I guess the writing process was not all that different. The biggest difference with Timber Falls was that it was the first horror movie that I wrote. So it was a lot of fun just to sort of play in a new genre for me. I hadn’t written anything like that before, but creatively, the process was probably pretty similar.
You also worked on the Disney screenplay, Tinker Bell. What did that writing experience do for you in terms of your writing career?
Well, actually the experience of working on Tinker Bell is what led me to writing Timber Falls, because I enjoyed working on Tinker Bell, but I was living in a sort of little girl’s world for however long it was, six months to a year, I don’t remember exactly. However long I was working on that, it was every day you try to capture the voices of Tinker Bell and her friends and I had never written anything like that before. So after living in that kid’s space for so long I think I really wanted to have a polar opposite experience and that’s what inspired me to write Timber Falls. If I never wrote Tinker Bell, I don’t know that I would have ever written Timber Falls.
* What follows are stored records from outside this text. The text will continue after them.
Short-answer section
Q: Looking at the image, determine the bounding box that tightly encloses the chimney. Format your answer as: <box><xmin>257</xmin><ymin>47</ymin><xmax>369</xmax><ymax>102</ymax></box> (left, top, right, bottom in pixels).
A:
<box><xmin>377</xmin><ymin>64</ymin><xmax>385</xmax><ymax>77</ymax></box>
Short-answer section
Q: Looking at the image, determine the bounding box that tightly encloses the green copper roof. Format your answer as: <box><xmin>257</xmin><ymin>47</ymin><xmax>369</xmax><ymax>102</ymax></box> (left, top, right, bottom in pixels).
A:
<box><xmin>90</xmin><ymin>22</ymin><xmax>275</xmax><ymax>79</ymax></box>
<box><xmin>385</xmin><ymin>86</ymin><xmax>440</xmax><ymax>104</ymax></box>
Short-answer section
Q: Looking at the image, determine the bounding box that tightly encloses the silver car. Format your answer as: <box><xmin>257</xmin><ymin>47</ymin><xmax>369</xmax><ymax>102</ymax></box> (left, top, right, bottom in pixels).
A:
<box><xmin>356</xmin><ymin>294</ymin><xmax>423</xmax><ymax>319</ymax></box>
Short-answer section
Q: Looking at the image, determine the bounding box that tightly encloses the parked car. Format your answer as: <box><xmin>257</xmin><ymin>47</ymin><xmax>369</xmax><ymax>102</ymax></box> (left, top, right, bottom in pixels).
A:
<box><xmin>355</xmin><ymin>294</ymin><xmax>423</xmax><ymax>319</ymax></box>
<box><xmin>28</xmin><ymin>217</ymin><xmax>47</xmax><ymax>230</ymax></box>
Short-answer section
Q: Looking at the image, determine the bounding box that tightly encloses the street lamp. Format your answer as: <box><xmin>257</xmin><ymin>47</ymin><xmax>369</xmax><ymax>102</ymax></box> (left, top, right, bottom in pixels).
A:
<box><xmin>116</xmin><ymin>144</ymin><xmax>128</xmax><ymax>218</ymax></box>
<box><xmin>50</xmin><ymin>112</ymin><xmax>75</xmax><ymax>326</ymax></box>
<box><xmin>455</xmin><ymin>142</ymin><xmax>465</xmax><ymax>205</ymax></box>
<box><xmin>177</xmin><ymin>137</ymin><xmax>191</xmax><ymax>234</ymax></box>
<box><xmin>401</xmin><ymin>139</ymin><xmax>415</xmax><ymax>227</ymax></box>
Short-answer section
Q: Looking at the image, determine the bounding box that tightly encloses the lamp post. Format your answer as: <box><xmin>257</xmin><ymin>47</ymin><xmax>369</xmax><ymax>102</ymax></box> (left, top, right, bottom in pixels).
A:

You also wrote the TV pilot, Diabolic, that also focuses upon the supernatural. How different did you find the experience of writing scripts for television as opposed to writing a script for a movie?
Well, the difference is that for television, especially when you’re writing a pilot, you want people to read that pilot and have a really great sense for what the show could become, but you’re also holding a lot of your cards close to your vest because you want to hint at certain mysteries and mysteries behind certain characters and plot points, but you don’t want to reveal too much because you want the audience to be intrigued and to come back and watch next week, and the week after that, and the week after.
With a movie, you don’t want too many loose ends that would frustrate the audience; you don’t want them to leave the movie with loose ends where they go ‘Oh, my gosh I wish it would have tied it up. I’m dying to know how that story line ended or where that character ended up.’ So, in a movie you really have to bring the whole thing to a close. You have really bring some closure. Whereas in a TV pilot it’s the opposite, you don’t really want closure at all, you want the reader – in a sense that you’re writing it – and later obviously the viewer of the pilot to say ‘Oh my God, I can’t wait until next week when I can watch the next the episode.’ So philosophically, it’s pretty different.
You grew up in New York and received a bachelor of sciences degree in English from the University of Pennsylvania. What breaks did you receive early in your career that helped you to get started in the movie industry?
I guess the biggest break for me was that I wrote and directed a movie, when I was living in New York. The movie was called Way Off Broadway, it was a character-driven coming of age movie. After making that movie I got to travel the film festival circuit on and off for about two years with the movie. That eventually led to me getting representation out in LA and then I moved to LA. That was probably my first break, writing and directing Way Off Broadway.
You also serve on the staff of the New York Film Academy. What is one tip that you have often given your students about writing?
One tip in particular?
What’s one tip that you always give them.
That’s a good question. There are so many tips. I think the biggest tip that I will always stress to a student is that the business of screenwriting or television writing can be brutal and challenging and just very, very hard. So, you’ve got to love it to do it. There’s got to be nothing else in the world that you think you would want to do. If you feel that way and you’re passionate about it, you’ll get there, but if writing is not necessarily the thing that you’re absolutely compelled to do then maybe you should reconsider. Maybe that’s one of the tips that I give my students most often.